Training performance: NVIDIA DGX-1 16G (8x V100 16GB)

Our results were obtained by running the applicable training scripts in the pytorch-20.12 NGC container on NVIDIA DGX-1 with (8x V100 16GB) GPUs. Performance numbers (in images per second) were averaged over an entire training epoch.
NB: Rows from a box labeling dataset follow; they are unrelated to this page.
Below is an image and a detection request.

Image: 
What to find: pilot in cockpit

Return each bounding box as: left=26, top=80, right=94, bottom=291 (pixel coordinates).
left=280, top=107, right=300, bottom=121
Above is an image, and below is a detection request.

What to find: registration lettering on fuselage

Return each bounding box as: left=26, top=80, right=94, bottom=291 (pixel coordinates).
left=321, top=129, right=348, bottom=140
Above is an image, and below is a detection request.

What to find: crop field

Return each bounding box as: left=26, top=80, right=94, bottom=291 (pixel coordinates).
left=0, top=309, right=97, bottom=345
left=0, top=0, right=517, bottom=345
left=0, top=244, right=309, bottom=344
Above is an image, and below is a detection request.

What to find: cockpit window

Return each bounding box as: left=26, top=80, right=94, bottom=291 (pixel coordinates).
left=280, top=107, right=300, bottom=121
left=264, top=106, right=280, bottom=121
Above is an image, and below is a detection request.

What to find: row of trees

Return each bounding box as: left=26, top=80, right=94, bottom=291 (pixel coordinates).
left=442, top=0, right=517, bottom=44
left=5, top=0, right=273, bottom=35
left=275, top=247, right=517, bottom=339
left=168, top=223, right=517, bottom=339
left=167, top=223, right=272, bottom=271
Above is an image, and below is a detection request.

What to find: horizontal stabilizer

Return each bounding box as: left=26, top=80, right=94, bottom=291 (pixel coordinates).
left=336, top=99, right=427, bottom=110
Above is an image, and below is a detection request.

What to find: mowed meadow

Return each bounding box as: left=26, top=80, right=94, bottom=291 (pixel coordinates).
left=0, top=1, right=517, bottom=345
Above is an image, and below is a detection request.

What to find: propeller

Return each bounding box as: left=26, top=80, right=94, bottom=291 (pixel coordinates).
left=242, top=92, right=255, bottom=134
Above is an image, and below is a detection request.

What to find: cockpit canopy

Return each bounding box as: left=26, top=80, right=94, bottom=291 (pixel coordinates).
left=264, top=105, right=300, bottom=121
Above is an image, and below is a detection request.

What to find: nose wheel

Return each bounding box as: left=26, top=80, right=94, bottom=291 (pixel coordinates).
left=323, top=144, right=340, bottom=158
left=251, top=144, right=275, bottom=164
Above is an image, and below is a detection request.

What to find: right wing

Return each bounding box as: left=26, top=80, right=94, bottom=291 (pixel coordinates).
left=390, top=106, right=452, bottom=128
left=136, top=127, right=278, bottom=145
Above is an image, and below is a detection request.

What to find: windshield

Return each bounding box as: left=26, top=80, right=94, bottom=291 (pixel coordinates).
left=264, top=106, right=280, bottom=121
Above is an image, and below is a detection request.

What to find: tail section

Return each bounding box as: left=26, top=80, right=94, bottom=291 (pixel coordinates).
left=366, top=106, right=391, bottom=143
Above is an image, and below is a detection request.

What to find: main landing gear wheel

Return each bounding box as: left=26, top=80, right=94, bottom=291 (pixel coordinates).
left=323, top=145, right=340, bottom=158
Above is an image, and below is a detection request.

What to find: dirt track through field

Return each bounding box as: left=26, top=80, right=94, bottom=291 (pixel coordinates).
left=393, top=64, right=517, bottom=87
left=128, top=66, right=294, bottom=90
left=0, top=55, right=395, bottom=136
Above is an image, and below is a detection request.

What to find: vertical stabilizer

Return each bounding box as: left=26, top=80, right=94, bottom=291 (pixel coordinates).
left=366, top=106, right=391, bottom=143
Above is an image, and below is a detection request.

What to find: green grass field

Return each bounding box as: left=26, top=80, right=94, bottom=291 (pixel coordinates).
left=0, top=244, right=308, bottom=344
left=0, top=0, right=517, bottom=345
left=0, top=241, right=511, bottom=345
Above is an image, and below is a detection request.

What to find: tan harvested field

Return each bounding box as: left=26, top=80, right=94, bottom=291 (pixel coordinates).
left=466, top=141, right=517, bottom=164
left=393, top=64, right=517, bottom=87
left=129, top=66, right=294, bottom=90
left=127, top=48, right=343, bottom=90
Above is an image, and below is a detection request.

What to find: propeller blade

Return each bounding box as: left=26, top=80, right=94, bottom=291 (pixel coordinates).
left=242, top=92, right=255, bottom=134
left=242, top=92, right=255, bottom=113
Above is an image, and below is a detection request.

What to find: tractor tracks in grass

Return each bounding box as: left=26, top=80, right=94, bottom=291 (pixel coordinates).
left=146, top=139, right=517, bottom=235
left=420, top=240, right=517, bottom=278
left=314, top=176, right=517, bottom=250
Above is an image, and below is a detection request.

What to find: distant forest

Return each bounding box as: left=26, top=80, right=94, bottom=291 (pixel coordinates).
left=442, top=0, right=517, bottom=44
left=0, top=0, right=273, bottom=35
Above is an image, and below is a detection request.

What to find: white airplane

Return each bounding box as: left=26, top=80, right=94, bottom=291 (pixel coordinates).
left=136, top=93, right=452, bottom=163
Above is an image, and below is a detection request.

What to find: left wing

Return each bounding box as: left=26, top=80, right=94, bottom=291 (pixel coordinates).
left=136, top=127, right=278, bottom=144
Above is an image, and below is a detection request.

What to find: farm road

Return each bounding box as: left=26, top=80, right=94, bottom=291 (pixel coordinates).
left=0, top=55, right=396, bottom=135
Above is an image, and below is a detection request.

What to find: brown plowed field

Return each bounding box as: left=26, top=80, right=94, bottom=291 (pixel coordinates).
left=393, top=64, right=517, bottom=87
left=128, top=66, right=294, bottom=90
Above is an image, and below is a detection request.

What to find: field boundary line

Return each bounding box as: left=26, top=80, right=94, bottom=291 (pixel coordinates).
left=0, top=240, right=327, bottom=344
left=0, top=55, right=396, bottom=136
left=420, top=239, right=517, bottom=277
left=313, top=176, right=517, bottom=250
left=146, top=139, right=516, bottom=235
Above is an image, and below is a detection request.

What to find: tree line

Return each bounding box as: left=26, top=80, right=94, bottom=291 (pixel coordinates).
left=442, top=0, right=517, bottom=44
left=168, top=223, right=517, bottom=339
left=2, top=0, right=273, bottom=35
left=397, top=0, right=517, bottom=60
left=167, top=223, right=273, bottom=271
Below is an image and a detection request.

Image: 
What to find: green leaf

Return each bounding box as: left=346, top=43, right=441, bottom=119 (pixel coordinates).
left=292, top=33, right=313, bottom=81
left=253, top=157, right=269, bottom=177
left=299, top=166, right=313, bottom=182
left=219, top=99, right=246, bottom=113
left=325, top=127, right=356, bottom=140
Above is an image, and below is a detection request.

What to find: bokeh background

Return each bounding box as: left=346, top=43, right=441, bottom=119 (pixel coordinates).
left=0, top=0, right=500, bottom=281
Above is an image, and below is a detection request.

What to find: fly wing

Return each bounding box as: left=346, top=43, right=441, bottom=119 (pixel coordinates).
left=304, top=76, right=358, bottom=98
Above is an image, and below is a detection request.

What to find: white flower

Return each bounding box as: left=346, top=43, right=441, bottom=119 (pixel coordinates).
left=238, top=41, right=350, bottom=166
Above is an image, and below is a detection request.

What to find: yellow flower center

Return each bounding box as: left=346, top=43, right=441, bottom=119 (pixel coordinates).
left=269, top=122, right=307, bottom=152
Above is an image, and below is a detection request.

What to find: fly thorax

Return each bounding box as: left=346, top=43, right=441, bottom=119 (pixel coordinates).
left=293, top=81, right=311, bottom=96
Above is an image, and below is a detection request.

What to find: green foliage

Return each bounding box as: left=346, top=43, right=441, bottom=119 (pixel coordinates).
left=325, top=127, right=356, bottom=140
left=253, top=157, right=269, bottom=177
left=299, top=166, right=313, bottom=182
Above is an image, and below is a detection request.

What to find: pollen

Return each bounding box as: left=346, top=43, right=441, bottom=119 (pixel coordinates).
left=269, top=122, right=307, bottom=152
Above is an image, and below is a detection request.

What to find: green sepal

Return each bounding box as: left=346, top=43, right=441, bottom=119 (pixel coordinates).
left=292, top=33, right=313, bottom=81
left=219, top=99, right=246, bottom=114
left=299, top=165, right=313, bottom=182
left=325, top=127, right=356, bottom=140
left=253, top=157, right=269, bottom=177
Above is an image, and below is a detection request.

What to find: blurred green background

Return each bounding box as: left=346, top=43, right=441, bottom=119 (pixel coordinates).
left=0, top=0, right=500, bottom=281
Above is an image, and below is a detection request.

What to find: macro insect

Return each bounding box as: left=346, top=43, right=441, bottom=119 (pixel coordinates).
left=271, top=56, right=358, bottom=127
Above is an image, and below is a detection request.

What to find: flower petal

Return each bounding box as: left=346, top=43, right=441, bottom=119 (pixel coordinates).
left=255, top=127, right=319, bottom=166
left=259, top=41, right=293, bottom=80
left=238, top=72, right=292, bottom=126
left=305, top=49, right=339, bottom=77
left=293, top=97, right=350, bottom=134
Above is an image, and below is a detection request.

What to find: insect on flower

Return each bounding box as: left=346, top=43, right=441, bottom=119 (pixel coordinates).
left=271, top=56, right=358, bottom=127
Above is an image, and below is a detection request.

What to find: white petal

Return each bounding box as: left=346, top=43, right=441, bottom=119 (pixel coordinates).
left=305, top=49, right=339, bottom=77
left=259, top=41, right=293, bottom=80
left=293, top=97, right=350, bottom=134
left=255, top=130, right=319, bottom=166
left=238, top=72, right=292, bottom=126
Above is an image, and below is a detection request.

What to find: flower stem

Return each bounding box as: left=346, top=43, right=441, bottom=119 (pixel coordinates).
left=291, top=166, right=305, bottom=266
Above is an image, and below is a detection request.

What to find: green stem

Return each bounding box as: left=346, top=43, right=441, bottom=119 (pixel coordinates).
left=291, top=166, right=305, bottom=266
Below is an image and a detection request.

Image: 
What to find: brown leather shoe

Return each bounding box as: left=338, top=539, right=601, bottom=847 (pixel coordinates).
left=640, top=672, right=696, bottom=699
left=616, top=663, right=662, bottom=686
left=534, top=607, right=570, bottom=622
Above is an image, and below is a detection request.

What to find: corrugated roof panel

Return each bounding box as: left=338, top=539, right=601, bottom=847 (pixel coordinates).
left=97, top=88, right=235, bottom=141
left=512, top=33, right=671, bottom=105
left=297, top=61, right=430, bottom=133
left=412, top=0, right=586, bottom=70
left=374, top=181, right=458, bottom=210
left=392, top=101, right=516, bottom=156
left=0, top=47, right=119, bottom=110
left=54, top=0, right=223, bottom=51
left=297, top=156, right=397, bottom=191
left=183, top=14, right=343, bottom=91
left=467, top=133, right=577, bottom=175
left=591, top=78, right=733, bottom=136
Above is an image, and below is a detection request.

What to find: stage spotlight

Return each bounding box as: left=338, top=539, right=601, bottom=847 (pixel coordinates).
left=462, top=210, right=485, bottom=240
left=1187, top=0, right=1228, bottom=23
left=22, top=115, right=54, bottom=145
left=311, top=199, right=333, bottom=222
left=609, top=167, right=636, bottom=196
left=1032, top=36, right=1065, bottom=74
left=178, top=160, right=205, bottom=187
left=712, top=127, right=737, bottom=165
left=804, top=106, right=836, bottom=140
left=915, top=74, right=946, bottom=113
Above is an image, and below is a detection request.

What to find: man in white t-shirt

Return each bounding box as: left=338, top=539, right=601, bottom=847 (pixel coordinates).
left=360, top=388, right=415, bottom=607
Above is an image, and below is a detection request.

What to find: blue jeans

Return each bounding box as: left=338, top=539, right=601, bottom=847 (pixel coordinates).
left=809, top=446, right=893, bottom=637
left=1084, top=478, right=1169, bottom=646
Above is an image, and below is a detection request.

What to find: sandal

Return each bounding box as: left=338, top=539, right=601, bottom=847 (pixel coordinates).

The specific training script that was run is documented in the corresponding model's README.

The following table shows the training accuracy results of the three classification models side-by-side.

Model Mixed Precision FP32 Mixed Precision Speedup
efficientnet-b0 7664 img/s 4571 img/s 1.67 x
efficientnet-b4 1330 img/s 598 img/s 2.22 x
efficientnet-widese-b0 7694 img/s 4489 img/s 1.71 x
efficientnet-widese-b4 1323 img/s 590 img/s 2.24 x
resnet50 7608 img/s 2851 img/s 2.66 x
resnext101-32x4d 3742 img/s 1117 img/s 3.34 x
se-resnext101-32x4d 2716 img/s 994 img/s 2.73 x

Model Comparison

Accuracy vs FLOPS

ACCvsFLOPS

Plot describes relationship between floating point operations needed for computing forward pass on a 224px x 224px image, for the implemented models. Dot size indicates number of trainable parameters.

Latency vs Throughput on different batch sizes

LATvsTHR

Plot describes relationship between inference latency, throughput and batch size for the implemented models.